LES LASERS ERBIUM (ER-YAG ET ER,CR : YSGG) EN CHIRURGIE BUCCALE

Ce sont des lasers (Er-YAG 2 940 nm, Er,Cr : YSGG 2 780 nm) efficaces en chirurgie buccale du fait de leurs fortes absorptions dans l’eau, mais ils ne permettent pas une hémostase aussi efficace que le laser CO2.

Indications

• Frénectomie.

• Exérèse : épulis, fibrome, papillome, lichen plan, etc.

• Approfondissement de vestibule.

• Peeling, tatouage ou pigmentation ethnique.

• Operculisation d’implant.

• Résection apicale.

• Élongation coronaire.

• Ostéoplasties.

• Élargissement de crêtes osseuses fines (fig. 18a).

• Prélèvements osseux (fig. 18b).

• Forage en implantologie.

• Traitement des péri-implantites.

LES LASERS DIODES ET LE LASER ND-YAG EN CHIRURGIE BUCCALE

Les lasers diodes sont des lasers à semi-conducteurs (gallium arsenide, aluminium…).

Les lasers Nd-YAG sont des lasers dont la terre rare, le néodyme, dope le barreau de cristal d’ytrium aluminum galinéate.

L’énergie est distribuée par des fibres optiques en général de 200 µm ou 300 µm.
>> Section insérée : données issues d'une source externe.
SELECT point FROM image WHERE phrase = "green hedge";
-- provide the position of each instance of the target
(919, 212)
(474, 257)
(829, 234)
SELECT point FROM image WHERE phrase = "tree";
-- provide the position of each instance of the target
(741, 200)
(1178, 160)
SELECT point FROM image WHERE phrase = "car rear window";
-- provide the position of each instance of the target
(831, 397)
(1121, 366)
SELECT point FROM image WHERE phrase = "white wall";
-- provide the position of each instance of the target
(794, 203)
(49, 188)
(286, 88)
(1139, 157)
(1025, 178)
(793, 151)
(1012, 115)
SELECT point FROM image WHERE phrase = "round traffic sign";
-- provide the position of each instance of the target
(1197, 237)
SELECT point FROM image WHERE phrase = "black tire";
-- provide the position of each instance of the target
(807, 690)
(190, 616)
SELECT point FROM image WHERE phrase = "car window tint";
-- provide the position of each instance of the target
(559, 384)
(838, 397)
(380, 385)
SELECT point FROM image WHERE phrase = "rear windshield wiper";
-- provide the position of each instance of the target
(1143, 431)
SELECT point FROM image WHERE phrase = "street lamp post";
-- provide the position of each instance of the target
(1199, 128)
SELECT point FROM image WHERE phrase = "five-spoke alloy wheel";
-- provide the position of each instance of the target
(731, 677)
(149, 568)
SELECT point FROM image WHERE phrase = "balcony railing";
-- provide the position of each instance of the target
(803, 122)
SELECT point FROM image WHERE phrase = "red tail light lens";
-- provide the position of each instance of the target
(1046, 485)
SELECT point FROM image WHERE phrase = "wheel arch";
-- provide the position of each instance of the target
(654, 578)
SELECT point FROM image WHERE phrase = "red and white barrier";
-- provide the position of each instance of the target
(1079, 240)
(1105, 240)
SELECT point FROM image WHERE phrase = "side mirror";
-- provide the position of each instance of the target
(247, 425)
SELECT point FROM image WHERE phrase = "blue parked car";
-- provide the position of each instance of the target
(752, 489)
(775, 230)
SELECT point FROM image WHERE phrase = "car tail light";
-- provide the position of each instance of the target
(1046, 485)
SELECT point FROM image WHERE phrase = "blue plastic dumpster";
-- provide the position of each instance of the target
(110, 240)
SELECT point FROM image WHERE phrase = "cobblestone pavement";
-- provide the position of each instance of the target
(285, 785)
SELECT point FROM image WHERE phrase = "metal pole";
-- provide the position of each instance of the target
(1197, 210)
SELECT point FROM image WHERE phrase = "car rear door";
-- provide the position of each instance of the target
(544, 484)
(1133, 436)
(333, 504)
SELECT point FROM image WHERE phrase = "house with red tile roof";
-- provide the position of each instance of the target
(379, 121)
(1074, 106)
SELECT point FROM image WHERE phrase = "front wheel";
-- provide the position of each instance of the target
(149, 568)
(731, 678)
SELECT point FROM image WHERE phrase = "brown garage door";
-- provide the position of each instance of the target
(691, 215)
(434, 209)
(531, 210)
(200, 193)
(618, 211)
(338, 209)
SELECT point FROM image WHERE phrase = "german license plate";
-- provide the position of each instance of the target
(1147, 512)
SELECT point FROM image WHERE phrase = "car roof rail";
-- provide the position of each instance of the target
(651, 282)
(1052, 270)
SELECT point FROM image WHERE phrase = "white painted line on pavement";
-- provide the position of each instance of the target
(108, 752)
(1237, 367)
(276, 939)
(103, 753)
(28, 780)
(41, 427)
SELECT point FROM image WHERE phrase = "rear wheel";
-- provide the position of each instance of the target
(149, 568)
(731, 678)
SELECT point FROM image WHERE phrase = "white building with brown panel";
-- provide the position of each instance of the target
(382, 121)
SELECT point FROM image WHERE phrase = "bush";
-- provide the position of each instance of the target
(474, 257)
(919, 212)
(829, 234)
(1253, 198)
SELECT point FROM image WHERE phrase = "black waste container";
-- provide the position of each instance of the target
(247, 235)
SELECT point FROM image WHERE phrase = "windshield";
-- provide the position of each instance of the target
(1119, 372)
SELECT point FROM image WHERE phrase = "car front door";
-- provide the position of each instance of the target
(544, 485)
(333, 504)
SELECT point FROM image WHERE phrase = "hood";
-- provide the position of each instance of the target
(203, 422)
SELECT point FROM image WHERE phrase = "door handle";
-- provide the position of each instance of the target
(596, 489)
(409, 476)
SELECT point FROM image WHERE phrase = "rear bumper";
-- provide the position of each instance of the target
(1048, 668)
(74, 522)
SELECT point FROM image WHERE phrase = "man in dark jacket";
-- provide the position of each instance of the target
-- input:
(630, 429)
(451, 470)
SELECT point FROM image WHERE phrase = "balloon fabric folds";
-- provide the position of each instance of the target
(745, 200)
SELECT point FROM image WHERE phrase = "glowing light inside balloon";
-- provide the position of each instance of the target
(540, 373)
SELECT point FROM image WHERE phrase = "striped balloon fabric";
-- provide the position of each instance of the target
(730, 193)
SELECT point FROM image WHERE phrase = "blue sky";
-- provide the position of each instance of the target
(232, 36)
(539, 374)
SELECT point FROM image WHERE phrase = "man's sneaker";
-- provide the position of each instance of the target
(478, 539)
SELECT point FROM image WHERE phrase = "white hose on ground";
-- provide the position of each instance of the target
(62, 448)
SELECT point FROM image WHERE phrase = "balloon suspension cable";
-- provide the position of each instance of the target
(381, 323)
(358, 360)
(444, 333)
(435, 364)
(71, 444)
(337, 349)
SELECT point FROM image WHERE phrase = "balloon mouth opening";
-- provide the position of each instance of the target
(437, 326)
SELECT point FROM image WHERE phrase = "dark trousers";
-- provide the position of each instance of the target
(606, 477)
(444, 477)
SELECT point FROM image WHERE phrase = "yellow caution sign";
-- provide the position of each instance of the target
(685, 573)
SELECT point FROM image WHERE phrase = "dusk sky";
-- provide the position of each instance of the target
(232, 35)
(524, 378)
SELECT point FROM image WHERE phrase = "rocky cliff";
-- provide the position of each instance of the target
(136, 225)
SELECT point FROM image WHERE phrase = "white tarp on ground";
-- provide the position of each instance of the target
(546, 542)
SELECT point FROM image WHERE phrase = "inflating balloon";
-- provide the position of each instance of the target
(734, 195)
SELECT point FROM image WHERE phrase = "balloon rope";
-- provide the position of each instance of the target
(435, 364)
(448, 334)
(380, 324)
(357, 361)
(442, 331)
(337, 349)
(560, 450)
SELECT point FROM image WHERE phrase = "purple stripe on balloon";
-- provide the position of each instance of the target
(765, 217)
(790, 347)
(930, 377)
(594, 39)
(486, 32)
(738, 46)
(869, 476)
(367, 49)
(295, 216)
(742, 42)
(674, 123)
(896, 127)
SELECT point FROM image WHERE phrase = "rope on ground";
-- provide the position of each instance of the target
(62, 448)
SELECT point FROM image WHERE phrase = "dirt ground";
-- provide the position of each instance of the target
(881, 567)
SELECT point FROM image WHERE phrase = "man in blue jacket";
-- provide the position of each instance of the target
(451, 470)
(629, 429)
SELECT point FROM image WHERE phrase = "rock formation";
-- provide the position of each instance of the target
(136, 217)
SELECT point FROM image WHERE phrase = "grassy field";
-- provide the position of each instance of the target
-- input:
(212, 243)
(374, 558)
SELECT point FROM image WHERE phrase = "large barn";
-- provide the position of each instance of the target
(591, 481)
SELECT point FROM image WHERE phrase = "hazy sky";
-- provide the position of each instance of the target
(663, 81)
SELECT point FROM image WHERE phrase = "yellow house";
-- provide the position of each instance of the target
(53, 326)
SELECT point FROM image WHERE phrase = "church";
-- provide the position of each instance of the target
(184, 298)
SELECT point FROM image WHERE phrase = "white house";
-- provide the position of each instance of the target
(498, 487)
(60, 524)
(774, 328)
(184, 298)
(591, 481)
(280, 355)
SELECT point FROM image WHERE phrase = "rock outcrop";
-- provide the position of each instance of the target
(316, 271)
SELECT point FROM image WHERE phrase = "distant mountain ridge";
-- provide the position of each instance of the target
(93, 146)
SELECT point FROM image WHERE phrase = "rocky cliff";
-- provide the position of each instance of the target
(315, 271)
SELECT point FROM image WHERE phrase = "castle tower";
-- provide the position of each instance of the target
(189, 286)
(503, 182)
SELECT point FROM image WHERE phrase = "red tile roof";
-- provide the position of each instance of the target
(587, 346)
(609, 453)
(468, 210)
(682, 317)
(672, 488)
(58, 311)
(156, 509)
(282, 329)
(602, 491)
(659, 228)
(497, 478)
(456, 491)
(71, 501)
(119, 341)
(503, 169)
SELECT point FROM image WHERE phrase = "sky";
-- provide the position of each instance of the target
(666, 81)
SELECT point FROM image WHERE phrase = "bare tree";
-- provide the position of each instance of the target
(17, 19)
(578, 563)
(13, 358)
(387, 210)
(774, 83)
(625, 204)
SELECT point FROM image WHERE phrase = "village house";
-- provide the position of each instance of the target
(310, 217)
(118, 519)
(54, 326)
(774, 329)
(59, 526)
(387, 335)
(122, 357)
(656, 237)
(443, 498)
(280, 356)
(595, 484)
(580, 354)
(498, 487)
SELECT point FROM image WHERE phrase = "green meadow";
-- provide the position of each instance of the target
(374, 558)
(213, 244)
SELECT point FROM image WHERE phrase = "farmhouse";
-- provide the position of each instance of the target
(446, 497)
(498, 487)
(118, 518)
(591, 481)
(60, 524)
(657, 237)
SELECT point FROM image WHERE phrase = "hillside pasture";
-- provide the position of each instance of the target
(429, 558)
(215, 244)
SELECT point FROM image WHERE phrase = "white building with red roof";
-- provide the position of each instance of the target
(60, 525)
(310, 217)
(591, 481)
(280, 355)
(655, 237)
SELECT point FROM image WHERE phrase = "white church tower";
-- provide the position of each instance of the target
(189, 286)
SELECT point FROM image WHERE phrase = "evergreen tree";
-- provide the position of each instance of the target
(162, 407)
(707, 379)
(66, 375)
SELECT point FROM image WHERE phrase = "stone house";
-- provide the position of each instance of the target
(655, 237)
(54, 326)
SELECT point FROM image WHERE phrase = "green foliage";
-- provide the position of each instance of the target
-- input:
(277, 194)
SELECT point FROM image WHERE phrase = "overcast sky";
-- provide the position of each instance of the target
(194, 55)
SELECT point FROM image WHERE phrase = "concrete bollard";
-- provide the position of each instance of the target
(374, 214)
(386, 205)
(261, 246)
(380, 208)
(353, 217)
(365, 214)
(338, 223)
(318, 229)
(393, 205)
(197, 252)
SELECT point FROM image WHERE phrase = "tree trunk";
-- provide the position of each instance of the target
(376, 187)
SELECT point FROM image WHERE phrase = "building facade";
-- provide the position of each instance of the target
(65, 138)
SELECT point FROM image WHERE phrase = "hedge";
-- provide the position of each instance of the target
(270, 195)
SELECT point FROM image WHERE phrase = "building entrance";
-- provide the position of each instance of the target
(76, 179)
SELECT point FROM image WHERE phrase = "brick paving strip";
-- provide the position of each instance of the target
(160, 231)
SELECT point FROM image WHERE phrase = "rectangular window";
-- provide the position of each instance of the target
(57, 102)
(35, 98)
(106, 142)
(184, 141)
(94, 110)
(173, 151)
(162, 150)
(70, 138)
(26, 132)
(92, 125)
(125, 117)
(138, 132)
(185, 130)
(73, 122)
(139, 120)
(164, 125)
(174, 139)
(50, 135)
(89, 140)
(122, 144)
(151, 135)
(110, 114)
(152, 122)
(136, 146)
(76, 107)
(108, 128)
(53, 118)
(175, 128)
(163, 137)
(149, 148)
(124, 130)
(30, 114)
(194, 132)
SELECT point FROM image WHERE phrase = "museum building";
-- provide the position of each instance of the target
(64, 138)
Le rayon a une pénétration tissulaire importante (4 à 6 mm) avec une bonne absorption dans les chromophores noirs (hémoglobine, bactéries et mélanine).

Indications

• Hémostase des petits vaisseaux.

• Chirurgie des tissus mous : beaucoup moins efficace que le laser CO2 avec plus de diffusion tissulaire et un effet thermique important pouvant générer une nécrose.

• Traitement des péri-implantites.

• PhotoDynamic Therapy (PDT) : utilisation d’agent photosensibilisant (type acide 5-aminolévulinique) qui, une fois activé, génère un stress oxydatif sur les tissus ciblés.

CONCLUSION

Les lasers tiennent aujourd’hui une place indéniable dans l’arsenal thérapeutique en chirurgie buccale. Le contrôle de la douleur postopératoire et l’orientation de la cicatrisation font que les lasers, en particulier le laser CO2, s’inscrivent dans une approche moderne en accord avec l’évolution de la discipline. Seuls des paramètres bien maîtrisés, en fonction de la situation clinique et des tissus cibles impliqués, permettent d’obtenir des résultats réitératifs qui mettent en jeu les processus cellulaires de biomodulation.

Lectures conseillées

Enwemeka CS, Parker JC, Dowdy DS, Harkness EE, Sanford LE, Woodruff LD. The efficacy of low-power lasers in tissue repair and pain control : a meta-analysis study. Photomed Laser Surg. 2004 Aug ; 22(4): 323-9.

Woodruff LD, Bounkeo JM, Brannon WM, Dawes KS, Barham CD, Waddell DL, ­Enwemeka CS. The efficacy of laser therapy in wound repair : a meta-analysis of the literature. Photomed Laser Surg. 2004 Jun ; 22(3): 241-7.

Rocca JP. Les lasers en odontologie. Éditions CdP. Rueil-Malmaison, 2006.